Netia McCray is a graduate of Massachusetts Institute of Technology. She recounts an encounter with what she characterized as AI bias while struggling to use a paper towel dispenser.
“It was not until a colleague of mine on campus who said, ‘Oh no, it’s because it uses red and green LEDs,’ and nobody in the room thought, do green LEDs penetrate Black skin, how about red, did anyone look into that?” McCray said. (Automatic paper towel dispensers are activated by motion detectors.)
McCray is the founder and executive director of Mbadika, a nonprofit where she uses science, technology, engineering and math to engage students, particularly students of color. She says algorithm and programming bias unveiled itself again when she working on a project with her students that involved creating a sleep monitor for babies prone to seizures.
“She was like, why is this freaking sensor not working? It’s not reading my pulse-rate, it’s not reading my body temperature,” McCray said.
“I had to sit down with a group of 25 16-year-olds and explain to them how certain technology companies have created sensors and still despite research paper after research paper and complaints have not adapted the sensor to read through Black skin. Even the Apple Watch and Fitbit used by company health insurance programs were misreading blood pressure stuff because they didn’t have the right sensors.”
It was not clear from McCray’s remarks how the sensory devices amounted to artificial intelligence.
In April of this year, the Pew Research Center reported Black and Hispanic workers are underrepresented in the overall STEM workforce. Black workers made up 9 percent, Hispanic workers 8 percent, Asian workers 13 percent, white workers 67 percent and other racial groups made up 3 percent.
Is it as simple as bringing in more people of color and diversity within the tech industry to break the ongoing cycle of racial bias in AI? Dr. Isbell says yes, but it will take more than simply bringing in more Black and brown faces.
“What makes it more complicated and not so simple and that there’s more to it, you have to make certain that the people who are involved are listened to,” Isbell said. Adding that they should be “appropriately supported” and “given the skills, the talents the experiences whatever they need in order to be a real participant in the design of these systems.”

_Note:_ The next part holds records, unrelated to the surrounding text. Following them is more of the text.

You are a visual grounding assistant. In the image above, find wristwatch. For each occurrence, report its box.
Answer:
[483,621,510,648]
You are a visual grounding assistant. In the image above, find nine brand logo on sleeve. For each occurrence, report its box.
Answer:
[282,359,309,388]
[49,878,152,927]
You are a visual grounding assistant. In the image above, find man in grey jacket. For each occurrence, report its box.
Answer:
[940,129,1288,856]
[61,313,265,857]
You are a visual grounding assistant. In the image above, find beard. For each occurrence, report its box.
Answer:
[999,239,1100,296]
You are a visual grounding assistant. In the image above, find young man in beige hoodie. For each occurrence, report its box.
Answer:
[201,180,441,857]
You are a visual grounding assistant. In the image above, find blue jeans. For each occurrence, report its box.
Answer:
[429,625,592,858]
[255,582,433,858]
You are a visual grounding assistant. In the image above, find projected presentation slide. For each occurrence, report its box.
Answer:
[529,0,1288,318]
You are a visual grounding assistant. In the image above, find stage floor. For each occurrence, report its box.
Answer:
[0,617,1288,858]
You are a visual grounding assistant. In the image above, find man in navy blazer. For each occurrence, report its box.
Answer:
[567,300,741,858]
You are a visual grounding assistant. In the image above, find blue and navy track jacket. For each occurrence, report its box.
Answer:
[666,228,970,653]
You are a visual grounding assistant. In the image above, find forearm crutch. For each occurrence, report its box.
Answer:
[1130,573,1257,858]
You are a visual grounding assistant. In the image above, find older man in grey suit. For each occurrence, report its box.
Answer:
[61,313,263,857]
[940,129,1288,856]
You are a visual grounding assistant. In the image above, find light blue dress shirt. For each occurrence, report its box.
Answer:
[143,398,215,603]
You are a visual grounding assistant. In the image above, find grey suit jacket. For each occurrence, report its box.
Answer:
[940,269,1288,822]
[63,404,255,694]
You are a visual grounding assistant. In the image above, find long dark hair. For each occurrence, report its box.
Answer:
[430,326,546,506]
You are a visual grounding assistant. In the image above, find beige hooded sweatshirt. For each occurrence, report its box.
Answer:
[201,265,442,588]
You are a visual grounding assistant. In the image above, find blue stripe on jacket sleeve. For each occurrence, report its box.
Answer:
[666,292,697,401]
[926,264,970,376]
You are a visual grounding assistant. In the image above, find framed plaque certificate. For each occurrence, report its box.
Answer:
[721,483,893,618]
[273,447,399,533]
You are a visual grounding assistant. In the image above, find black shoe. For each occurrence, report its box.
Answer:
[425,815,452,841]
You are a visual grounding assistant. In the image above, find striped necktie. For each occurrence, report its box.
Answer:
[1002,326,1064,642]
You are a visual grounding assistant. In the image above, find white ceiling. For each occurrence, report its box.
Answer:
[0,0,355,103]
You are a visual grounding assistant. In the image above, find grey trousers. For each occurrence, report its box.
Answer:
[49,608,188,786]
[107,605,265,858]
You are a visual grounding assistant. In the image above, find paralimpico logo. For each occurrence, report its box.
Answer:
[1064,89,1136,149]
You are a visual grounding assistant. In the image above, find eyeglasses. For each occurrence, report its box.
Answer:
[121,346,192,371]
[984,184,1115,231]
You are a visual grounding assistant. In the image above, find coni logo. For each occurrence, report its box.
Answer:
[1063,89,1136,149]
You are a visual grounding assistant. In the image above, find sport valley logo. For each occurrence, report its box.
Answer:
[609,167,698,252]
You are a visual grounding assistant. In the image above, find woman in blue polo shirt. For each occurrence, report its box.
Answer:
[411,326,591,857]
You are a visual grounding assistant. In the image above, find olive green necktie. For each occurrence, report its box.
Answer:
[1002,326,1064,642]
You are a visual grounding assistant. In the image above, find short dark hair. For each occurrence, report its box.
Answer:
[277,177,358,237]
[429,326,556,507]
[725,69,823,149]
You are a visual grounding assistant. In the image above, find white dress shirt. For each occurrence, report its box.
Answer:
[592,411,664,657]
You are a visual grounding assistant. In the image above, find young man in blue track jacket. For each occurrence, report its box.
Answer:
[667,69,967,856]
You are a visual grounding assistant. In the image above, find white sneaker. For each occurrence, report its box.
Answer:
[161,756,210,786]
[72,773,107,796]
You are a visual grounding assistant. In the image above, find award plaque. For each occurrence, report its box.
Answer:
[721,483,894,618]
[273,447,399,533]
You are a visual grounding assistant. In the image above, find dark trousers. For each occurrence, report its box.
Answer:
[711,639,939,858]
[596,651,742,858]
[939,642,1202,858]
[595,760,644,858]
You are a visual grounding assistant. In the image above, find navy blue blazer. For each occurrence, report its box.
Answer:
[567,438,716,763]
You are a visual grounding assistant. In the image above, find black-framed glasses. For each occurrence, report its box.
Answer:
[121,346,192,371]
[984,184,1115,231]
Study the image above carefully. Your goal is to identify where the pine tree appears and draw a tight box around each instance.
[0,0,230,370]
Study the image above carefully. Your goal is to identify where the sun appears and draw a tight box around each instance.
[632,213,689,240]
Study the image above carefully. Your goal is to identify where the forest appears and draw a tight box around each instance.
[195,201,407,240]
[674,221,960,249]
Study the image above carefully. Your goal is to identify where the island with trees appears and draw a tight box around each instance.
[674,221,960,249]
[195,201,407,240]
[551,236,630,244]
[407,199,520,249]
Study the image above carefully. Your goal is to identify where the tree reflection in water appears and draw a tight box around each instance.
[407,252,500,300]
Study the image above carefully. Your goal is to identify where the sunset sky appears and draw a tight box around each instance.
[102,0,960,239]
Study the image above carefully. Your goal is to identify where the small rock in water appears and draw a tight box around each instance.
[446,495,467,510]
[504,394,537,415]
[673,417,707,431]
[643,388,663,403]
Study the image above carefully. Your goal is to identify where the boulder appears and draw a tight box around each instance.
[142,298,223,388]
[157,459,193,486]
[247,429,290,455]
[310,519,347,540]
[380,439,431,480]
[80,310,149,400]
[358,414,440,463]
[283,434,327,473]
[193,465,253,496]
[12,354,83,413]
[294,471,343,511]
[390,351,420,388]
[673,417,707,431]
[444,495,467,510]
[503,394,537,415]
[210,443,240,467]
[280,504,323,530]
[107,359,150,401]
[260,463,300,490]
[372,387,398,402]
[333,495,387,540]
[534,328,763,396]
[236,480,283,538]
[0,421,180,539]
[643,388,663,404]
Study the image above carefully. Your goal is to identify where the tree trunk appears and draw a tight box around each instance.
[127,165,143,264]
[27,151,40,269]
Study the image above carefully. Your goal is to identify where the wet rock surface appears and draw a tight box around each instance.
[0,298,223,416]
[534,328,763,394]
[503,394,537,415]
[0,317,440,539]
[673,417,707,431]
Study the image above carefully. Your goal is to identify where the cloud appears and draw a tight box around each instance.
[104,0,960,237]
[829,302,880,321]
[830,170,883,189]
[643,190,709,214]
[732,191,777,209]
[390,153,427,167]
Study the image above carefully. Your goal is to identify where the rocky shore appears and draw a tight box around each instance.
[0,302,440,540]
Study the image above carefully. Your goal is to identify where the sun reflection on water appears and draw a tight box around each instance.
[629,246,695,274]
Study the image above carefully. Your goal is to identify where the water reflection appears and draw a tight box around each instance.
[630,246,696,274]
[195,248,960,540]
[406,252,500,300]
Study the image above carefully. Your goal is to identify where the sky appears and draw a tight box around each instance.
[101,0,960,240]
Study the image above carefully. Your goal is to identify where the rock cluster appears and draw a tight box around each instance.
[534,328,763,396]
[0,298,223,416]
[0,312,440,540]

“This argument always boils down to, how do you feel about Facebook calling you an ape, how do you feel about not being able to dry your hands and doing this when you walk out of the bathroom because we didn’t build the paper towel dispenser correctly. Yeah, I have feelings about it, but what I don’t appreciate is how those little mistakes build up to all of a sudden I’m wanted by the police because you couldn’t figure out the difference between two-twists and braids,” said McCray.